The King Of Limbs, comme attendu, ne change absolument rien à l'affaire. Peu importe, finalement, les éléments marketings savamment mis en place par le groupe pour attirer l'attention à lui, l'essentiel tient toujours dans la musique et celle-ci reste égale à ce qu'on est en droit d'attendre d'une formation de ce calibre : profonde, fouillée, immersive et poignante. Avec ce huitième jet studio, le quintette tourne le dos à une certaine facilité formelle retrouvée avec Hail To The Thief et In Rainbows pour plonger de nouveau dans des méandres sombres et synthétiques, quelque part entre Amnesiac et l'essai solo de Yorke, The Eraser. L'album s'avère assez difficile d'accès, mais s'il est vrai que sept écoutes minimum doivent être opérées avant d'apprécier un disque de Radiohead, on reste à peu près dans les clous. Par ailleurs, ce roi des branches prend le parti de la concision (huit titres, trente quatre minutes) et de l'absence de singles commercialement viable, quoiqu'à la réflexion "Lotus Flower", nimbé dans sa rythmique jazzy et ses arrangements graves et caressants, possède une mélodie suffisamment accessible pour pouvoir être passée sur bande FM. En lieu et place est préférée une esthétique cohérente, une recherche d'organicité tour à tour inquiétante et chaleureuse édifiée par le biais d'une électro nuancée à l'extrême. Chaque détail se trouve à sa place : le motif de basse indolent qui rythme l'atmosphère grouillante de "Bloom", le jeu de guitare discret qui illumine le sublime "Morning Mr Magpie", les subtiles dissonances qui déséquilibrent en permanence "Little By Little", le piano désarmant de simplicité et les cuivres radieux de "Codex". Thom Yorke, comme toujours, s'y révèle un vocaliste prodigieux et un mélodiste hors pair, capable de jouer sur de subtiles variations de demi-tons pour susciter l'émotion ("Little By Little", encore lui) ou trouvant le timbre juste pour amener l'auditeur dans le recueillement le plus absolu ("Codex", encore lui). Bref, c'est à la fois simple dans l'esprit, terriblement complexe dans la mise en application, et foutrement génial dans la délivrance.

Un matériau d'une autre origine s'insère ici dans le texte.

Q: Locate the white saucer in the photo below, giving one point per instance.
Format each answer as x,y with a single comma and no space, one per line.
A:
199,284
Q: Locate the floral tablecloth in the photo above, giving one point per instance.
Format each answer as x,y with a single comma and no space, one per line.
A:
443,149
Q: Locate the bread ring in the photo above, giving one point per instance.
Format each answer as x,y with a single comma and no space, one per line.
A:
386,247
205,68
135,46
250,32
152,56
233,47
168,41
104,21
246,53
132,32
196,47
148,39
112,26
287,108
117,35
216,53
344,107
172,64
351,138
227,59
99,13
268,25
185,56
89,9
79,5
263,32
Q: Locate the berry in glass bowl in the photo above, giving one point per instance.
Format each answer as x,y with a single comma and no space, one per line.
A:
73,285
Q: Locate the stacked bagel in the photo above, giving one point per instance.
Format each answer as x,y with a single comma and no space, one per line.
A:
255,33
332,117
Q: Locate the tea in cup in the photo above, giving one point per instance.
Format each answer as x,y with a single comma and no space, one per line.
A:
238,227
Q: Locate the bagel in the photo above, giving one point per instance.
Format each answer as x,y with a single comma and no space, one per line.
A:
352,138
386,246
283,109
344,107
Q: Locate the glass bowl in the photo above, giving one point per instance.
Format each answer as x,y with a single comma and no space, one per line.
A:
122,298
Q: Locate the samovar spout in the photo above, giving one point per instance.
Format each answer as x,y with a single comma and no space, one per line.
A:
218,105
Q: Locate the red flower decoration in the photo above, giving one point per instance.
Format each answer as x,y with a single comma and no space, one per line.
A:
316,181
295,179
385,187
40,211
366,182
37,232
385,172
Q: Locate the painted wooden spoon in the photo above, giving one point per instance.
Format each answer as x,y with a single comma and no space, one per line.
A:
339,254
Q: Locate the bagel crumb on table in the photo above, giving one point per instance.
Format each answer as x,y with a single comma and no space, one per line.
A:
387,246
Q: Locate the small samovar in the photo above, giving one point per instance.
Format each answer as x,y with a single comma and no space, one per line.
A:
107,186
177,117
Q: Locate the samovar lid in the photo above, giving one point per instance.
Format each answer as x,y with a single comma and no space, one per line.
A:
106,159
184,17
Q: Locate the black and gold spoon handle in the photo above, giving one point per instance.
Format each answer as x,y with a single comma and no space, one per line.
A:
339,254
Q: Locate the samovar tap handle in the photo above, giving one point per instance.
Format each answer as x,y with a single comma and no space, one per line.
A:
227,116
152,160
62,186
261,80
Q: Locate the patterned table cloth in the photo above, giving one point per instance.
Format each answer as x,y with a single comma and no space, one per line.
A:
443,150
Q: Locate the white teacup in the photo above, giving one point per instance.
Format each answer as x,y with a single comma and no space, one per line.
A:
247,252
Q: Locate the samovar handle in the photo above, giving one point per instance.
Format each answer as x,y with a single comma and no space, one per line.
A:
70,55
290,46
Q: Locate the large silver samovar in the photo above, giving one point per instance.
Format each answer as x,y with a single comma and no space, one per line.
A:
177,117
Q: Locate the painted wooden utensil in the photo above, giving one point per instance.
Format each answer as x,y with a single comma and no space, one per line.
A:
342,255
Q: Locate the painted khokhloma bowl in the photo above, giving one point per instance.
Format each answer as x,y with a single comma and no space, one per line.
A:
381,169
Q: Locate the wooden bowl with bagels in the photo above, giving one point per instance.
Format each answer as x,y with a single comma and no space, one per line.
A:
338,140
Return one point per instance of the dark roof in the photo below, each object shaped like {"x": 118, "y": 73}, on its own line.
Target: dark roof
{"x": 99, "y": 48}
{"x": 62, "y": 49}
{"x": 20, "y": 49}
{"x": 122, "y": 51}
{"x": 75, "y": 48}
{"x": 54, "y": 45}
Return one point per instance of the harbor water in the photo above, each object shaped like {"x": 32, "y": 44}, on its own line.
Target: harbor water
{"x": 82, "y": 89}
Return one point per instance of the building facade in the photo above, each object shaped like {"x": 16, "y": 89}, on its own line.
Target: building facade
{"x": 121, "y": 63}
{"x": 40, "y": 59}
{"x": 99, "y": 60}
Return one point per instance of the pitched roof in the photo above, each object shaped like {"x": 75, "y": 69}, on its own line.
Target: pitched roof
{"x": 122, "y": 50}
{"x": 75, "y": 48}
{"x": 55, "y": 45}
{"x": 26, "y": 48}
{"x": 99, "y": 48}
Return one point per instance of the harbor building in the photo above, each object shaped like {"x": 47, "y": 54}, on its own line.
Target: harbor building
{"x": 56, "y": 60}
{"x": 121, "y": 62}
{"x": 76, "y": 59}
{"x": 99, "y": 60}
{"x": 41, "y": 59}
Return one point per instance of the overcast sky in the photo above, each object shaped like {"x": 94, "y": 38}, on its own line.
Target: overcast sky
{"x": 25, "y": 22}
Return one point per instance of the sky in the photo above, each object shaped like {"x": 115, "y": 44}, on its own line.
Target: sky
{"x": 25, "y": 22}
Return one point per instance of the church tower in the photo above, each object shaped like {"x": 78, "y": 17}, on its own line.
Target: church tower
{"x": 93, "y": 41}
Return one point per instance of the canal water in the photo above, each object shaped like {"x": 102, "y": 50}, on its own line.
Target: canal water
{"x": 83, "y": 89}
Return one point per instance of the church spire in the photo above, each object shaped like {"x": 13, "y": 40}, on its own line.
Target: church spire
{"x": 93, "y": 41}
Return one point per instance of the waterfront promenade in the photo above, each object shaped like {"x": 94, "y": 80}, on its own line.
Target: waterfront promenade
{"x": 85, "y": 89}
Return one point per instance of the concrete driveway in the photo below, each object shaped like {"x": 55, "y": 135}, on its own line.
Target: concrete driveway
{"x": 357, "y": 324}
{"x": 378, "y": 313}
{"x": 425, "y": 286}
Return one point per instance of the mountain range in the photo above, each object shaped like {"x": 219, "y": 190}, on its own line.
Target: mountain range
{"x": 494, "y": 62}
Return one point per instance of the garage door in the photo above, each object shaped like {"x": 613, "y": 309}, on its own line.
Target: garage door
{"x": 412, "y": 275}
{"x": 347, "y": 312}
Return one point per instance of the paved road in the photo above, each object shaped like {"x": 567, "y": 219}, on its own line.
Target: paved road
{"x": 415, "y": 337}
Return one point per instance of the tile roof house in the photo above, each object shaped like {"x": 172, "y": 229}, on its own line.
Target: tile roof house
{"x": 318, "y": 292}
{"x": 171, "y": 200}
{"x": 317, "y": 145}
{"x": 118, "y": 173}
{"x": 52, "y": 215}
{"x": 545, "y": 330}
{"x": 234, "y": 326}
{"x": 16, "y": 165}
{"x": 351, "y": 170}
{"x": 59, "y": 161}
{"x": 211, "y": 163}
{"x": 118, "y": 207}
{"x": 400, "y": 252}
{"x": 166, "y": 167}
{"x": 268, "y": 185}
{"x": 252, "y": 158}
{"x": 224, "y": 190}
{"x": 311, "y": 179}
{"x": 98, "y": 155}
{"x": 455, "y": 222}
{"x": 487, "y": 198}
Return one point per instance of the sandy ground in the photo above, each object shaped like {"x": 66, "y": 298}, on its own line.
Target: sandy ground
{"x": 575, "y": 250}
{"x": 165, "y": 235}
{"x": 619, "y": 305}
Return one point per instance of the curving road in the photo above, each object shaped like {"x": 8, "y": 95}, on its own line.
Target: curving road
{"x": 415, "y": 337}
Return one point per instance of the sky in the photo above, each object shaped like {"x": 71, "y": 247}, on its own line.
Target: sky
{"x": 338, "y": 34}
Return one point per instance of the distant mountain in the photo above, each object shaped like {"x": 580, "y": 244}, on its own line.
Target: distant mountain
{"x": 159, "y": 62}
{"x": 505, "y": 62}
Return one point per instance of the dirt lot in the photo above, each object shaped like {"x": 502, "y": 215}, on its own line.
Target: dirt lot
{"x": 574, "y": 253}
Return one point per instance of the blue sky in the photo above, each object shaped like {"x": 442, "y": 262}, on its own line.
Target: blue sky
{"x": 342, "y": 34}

Le seul regret, finalement, concerne les rumeurs persistantes quant à un éventuel double album caché. Il est vrai que ces bougres d'anglais ne sont plus à une facétie marketing près, et on imagine bien leur tronche hilare à la lecture de critiques reliées à un album transitoirement tronqué. Oui, The King Of Limbs est court, oui, ça et là quelques indices peuvent laisser croire à une suite, oui encore, "Separator", longue mélopée emportée par ses motifs rythmiques répétitifs en totale opposition avec le chant planant du frontman, fait vraiment office de conclusion pour le moins atypique. On n'ose y croire, évidemment, et on ne peut qu'espérer que cette critique ici présente, ainsi que toutes les autres, devront être revues à l'aune d'un album qui s'avèrerait d'une toute autre ambition. Mais bien évidemment, tkol1 se suffit largement à lui-même, n'est-ce pas ?
Nicolas

Note : 4,5/5


Un grand cru

Les albums des grands groupes se font souvent désirer. Pendant des mois, parfois des années, ils dessinent leur contour dans l'esprit des fans. Avant même leur sortie chacun s’est déjà fait sa petite idée sur le produit final, bien aidé par une vidéo youtube crachotante, la fameuse annonce du "retour au source" ou l'ébauche d'un mystérieux artwork qui se balade sur le web. The King Of Limbs, huitième album studio de Radiohead, a déboulé sans prévenir. Seulement cinq jours entre son annonce et sa sortie, à peine le temps de créer l'effervescence sur la toile. Une quasi instantanéité qu'on avait jamais vu chez les grosse cylindrées du rock international. Alors très vite il a fallu en parler. Quelques heures après la sortie du disque les premières chroniques fleurissent, relayant un premier avis mitigé et dérouté. C'est que ces adeptes du web 2.0. ont oublié la règle d'or avec Radiohead : toujours se laisser surprendre.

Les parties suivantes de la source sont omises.